A new study from the Terner Center explores the multiple sources of financing for LIHTC properties and the inefficiencies created by that complexity. The latest in our Cost of Building Housing Research Series, The Complexity of Financing Low-Income Housing Tax Credit Housing in the United States presents new analysis that highlights the challenges associated with this funding fragmentation and lifts up promising approaches that federal, state, and local actors are taking to streamline the financing process. Due to data constraints, it is difficult to know exactly how complex this system is. In this study, we draw on syndicator data collected in partnership with Capital One, which provides a unique window into illustrating the relationships between costs, characteristics, and funding sources.
The authors find that on average, developers need to pull together 3.5 different funding sources to make a development pencil, with some developments requiring as many as 11 sources on top of tax credit equity. The average number of sources has also increased over time, in line with the rise of development costs.
The number of funding sources also varies significantly across markets. In our comparison of three similar LIHTC housing developments in Los Angeles, California, Atlanta, Georgia, and Alexandria, Virginia, the share of total development costs covered by the equity from the tax credit varies, as does the total number of funding sources. An illustrative example in the paper shows a permanent supportive housing development in Los Angeles that required nine non-equity sources of funding to get built—many of which cover a relatively small portion of the total development costs.
The complexity of the process impacts how long it takes to put together enough funding to complete a deal, and ultimately can add costs, such as staff time, legal fees, and other carrying costs.

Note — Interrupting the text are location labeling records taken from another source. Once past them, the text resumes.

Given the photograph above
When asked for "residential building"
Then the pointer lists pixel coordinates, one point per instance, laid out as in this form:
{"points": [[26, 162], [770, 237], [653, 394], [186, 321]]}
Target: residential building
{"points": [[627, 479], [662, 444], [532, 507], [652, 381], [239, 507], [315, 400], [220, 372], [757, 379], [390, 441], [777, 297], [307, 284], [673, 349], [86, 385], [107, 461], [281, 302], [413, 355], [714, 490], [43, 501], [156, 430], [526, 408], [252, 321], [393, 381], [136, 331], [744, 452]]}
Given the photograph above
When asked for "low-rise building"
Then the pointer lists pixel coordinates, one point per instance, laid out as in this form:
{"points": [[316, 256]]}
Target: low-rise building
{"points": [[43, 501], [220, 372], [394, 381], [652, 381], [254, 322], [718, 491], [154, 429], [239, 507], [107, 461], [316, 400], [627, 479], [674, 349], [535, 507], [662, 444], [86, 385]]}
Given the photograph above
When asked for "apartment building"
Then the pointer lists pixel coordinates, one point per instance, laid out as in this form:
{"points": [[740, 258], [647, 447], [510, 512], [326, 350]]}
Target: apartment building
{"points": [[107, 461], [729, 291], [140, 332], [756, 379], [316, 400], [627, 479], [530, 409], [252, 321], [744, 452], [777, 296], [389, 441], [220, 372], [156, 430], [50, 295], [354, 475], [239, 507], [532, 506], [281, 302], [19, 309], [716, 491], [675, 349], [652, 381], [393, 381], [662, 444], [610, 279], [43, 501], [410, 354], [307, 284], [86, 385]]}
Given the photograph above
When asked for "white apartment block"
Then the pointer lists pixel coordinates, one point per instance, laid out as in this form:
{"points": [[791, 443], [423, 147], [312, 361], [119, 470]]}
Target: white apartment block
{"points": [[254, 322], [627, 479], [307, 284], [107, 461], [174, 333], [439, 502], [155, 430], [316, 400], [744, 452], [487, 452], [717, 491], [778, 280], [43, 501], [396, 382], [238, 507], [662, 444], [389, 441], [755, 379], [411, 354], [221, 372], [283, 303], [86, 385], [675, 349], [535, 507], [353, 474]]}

While many of the interviewees acknowledged funding complexity as a part of doing business, some key aspects of the process warrant reform. Beginning at the federal level and extending to all levels of government, efforts should be made to combine similar funding sources. Where consolidation is not feasible, building a one-stop-shop approach at the state or regional level would allow developers to access multiple sources of funding through one consolidated application process. Additionally, states and localities should work toward reducing the degree to which timelines, levels of transparency, and requirements vary across disparate funding sources. And across all of these efforts towards reform, the study underscores that it is critical that entities invest in durable leadership, governance infrastructure, and staff capacity to sustain a more coordinated system.